There's a little too much set-up and some flabby scenes involving Presley's aimless activities as he waits to hear whether Nixon will see him. But from the moment he sets foot in the White House and checks in his firearms in front of an exasperated secret service officer, the film is comedy gold. Shannon is hampered slightly by not looking much like Presley (though he could pass for a young Jack Palance) but Spacey's turn as the President is pitch-perfect, right down to the mannerisms, the rasping growl and the potty mouth. That it could soon be Donald Trump sitting in the Oval Office entertaining the famously right-wing Ted Nugent adds a certain frisson to the whole thing.
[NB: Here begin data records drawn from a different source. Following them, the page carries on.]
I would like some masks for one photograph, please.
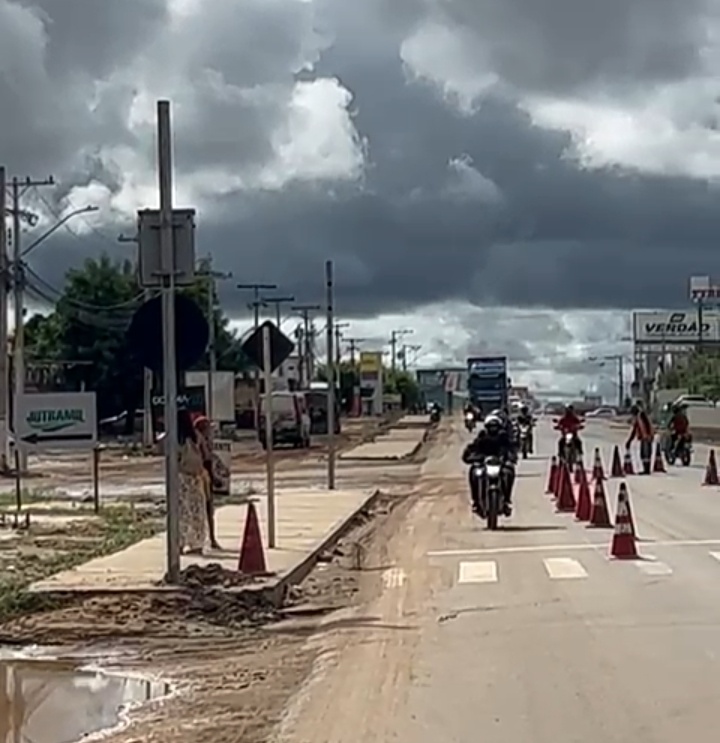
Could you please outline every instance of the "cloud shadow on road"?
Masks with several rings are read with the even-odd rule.
[[[558,526],[556,524],[506,524],[500,526],[498,531],[510,532],[532,532],[532,531],[566,531],[567,526]]]

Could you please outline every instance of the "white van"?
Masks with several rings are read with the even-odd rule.
[[[265,440],[265,396],[260,398],[260,426],[258,436],[263,449]],[[310,415],[302,392],[273,392],[273,445],[290,444],[294,448],[310,447]]]

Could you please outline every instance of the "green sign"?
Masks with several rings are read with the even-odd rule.
[[[54,433],[72,428],[77,424],[84,424],[85,411],[81,408],[56,408],[50,410],[31,410],[27,416],[27,424],[34,431]]]

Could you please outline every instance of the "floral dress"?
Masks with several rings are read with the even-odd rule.
[[[188,439],[180,447],[180,549],[197,552],[205,546],[205,483],[198,445]]]

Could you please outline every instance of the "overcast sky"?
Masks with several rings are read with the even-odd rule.
[[[619,311],[682,306],[688,276],[715,270],[719,8],[0,0],[0,160],[55,176],[47,204],[26,202],[48,218],[101,208],[35,251],[59,285],[85,256],[128,254],[117,233],[157,205],[169,98],[176,203],[217,268],[315,302],[332,258],[347,317],[442,305],[462,327],[490,317],[473,305],[548,308],[566,328],[548,342],[572,355],[600,317],[578,310],[619,339]],[[483,324],[480,340],[507,332]]]

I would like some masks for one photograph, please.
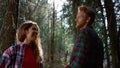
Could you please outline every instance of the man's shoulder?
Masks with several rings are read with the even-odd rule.
[[[87,27],[85,33],[92,37],[98,37],[98,34],[93,27]]]
[[[79,36],[89,36],[90,34],[96,34],[94,29],[91,27],[86,27],[80,30]]]

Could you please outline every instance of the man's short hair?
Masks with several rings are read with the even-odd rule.
[[[88,7],[85,5],[79,6],[78,11],[84,11],[85,14],[87,14],[87,16],[90,17],[90,21],[88,23],[88,26],[92,25],[92,23],[94,22],[94,19],[95,19],[95,11],[91,7]]]

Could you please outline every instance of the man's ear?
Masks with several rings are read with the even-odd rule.
[[[87,18],[86,22],[88,23],[90,21],[90,17]]]

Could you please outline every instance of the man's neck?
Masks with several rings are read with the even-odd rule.
[[[87,25],[84,25],[83,27],[80,28],[80,30],[83,30],[87,27]]]

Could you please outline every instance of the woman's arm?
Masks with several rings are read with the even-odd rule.
[[[6,68],[10,64],[10,56],[12,54],[12,47],[9,47],[2,55],[0,60],[0,68]]]

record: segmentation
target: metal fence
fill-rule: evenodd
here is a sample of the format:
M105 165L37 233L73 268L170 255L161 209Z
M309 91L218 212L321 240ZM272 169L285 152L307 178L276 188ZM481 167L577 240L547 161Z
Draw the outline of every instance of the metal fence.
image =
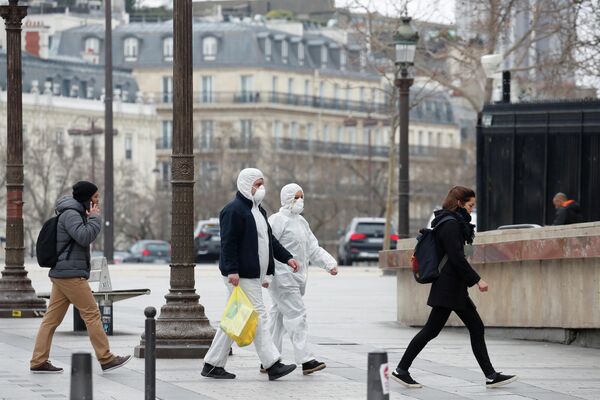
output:
M552 197L600 220L600 101L493 104L477 129L477 224L551 224Z

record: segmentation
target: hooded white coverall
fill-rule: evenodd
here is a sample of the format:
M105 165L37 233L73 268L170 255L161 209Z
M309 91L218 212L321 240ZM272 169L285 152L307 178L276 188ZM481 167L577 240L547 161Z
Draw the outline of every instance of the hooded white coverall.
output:
M270 368L275 362L279 361L281 354L273 344L273 340L269 334L268 314L262 298L262 283L267 281L266 276L269 267L269 234L267 221L258 209L260 202L255 201L254 196L252 196L252 185L261 178L263 178L263 174L260 170L256 168L246 168L240 172L237 179L238 191L245 198L252 200L253 202L252 215L256 222L258 234L258 259L260 262L260 278L240 278L240 287L244 293L246 293L248 299L252 302L254 309L259 315L259 322L256 327L256 335L254 336L253 344L262 365L265 366L265 368ZM231 295L233 285L229 283L226 276L223 277L223 281ZM204 362L215 367L225 367L229 349L232 344L233 340L219 328L208 353L206 353L206 356L204 357Z
M298 272L275 260L275 276L269 285L269 293L273 299L269 318L271 335L275 346L281 352L283 334L287 332L294 346L294 357L297 364L314 360L308 348L308 326L306 308L302 296L306 290L308 265L319 266L327 272L337 266L337 262L319 242L310 230L308 222L298 210L294 211L294 199L302 188L291 183L281 189L281 208L278 213L269 217L273 236L300 263ZM304 193L304 192L303 192Z

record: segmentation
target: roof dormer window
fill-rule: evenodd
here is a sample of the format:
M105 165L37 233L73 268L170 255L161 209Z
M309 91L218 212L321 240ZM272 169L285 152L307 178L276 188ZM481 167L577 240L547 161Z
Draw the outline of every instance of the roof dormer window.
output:
M298 43L298 64L304 65L304 43Z
M138 59L138 40L134 37L128 37L123 42L123 56L125 61L137 61Z
M347 55L346 50L344 48L340 49L340 69L344 71L346 69Z
M327 62L328 62L328 53L327 53L327 46L323 45L321 46L321 68L327 68Z
M86 54L98 55L100 54L100 39L95 37L87 38L84 47Z
M271 61L271 55L273 53L271 38L265 38L265 59Z
M217 59L217 38L205 37L202 40L202 56L204 61L215 61Z
M289 57L289 43L287 40L281 41L281 61L287 64Z
M163 39L163 59L173 61L173 36Z

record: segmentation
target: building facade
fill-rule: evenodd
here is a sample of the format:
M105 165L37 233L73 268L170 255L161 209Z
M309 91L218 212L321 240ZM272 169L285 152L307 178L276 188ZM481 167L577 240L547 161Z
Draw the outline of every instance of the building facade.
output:
M59 52L76 55L97 39L102 63L102 35L94 26L71 29L63 33ZM113 35L115 65L131 68L141 97L156 105L157 167L167 189L176 95L172 23L123 25ZM279 208L283 185L302 185L307 217L330 244L353 217L384 214L397 107L394 89L367 69L360 47L302 25L280 31L263 24L197 22L193 39L198 218L217 215L235 192L237 173L248 166L265 172L271 211ZM461 161L460 131L447 97L440 93L411 111L410 141L416 232ZM441 155L450 167L431 174L429 163Z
The Man Who Fell To Earth (18)

Studio Canal, £19.99

David Bowie was no slouch when it came to acting, but Nicolas Roeg's wonderful 1976 adaptation of Walter Tevis's novella is probably his high watermark. Bowie plays Thomas Newton, an alien trying to ship water back to his home planet and delivers an absolutely gripping performance. A cult film in anyone's book, it has long been a staple of late night television but this 40th anniversary 4K restoration gives it a new lease of life and has been conducted in consultation with Roeg and cinematographer Anthony Richmond. The four-disc set contains a wealth of extras and interviews (including one with artist and film-maker Sam Taylor-Johnson) and also contains the CD soundtrack. Roeg, in his wisdom, decided against letting Bowie do the music and instead commissioned John Phillips, formerly of The Mamas And Papas. That slight aside, The Man Who Fell To Earth has everything for Bowie fans.